September 6, 2011
Dear Faculty, Students and Staff,
As I grew up in Toronto, every year, the final weeks of August were marked by the Canadian National Exhibition, a three-week extravaganza of rides, shows and tooth-decaying delights that ended on Labour Day (translation for non-Canadians: Labor Day). As kids, we would dare each other onto progressively bigger, more death-defying roller coasters, and fight with our parents to stay at “the Ex” until long after dark, when the grounds became a neon-lit wonderland and the Ferris wheel seemed to lift us straight into the August stars.
If the start of the fair signaled that summer was drawing to a close, the Canadian International Air Show, which was mounted on the last three days of the Ex, made that reality undeniable. Over the course of Labor Day weekend, vintage biplanes, gliders and acrobatic jets soared and somersaulted over Lake Ontario to thundering, appreciative applause. But to the kids, the first sonic boom of the ultra-fast aircraft (which could be heard throughout the city) sounded more like a death knell. As soon as those planes took flight, we knew that it was time to go back to school.

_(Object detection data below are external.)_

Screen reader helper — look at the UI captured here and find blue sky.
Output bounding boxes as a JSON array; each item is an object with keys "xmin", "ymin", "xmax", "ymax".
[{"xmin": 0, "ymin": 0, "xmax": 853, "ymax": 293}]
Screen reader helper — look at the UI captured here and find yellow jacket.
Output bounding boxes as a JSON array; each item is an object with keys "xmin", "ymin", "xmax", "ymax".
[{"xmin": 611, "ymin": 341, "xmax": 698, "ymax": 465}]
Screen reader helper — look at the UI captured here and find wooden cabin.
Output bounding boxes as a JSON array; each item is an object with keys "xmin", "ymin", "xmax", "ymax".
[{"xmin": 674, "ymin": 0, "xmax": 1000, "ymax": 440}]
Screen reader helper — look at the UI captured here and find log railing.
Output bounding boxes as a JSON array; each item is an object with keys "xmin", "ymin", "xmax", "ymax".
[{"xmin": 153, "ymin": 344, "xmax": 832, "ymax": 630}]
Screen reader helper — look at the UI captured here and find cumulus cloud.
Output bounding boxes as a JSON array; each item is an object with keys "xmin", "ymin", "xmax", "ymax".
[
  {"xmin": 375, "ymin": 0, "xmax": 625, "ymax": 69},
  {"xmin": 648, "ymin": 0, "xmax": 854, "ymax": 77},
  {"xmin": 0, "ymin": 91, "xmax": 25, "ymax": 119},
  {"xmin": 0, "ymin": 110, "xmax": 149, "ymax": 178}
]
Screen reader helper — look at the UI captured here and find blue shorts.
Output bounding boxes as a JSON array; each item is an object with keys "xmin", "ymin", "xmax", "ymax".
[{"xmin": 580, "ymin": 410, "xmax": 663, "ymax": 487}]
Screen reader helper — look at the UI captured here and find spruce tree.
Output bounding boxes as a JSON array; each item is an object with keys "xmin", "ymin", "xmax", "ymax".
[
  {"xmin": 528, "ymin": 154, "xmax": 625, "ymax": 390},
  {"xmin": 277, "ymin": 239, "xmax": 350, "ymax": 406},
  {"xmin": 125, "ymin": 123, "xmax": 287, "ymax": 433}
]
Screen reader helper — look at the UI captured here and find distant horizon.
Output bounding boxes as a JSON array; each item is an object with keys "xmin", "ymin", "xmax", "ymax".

To me, this story is more than a remembrance of a youth misspent. It is a reminder that my view of Labor Day — historically the time when American and Canadian students returned to class — has almost completely reversed.
One of the truly wonderful things about being part of an academic community like ours is the profound and almost palpable sense of renewal that takes hold at the beginning of a new semester. This is particularly true in September, when the start of the academic year aligns with the changing season (which usually does not include earthquakes or hurricanes). The humidity breaks, a slight chill creeps into the morning air, and our campuses hum with excitement as we welcome a new group of students into our community. A year of promising discoveries stretches out before us.
Over the past few weeks, I’ve watched our student teams take the fields again. I’ve seen our faculty returning to their offices and labs with the glow of a summer break. I’ve watched parents straining to carry overstuffed boxes into their children’s dorm rooms. And I’ve witnessed our staff preparing our buildings, libraries, dining halls and campus landscapes for the start of school with characteristic poise and good humor.
That dreaded sonic boom has, thankfully, been replaced by these joyful signs that our year has begun.
Welcome back. It’s going to be a wonderful year.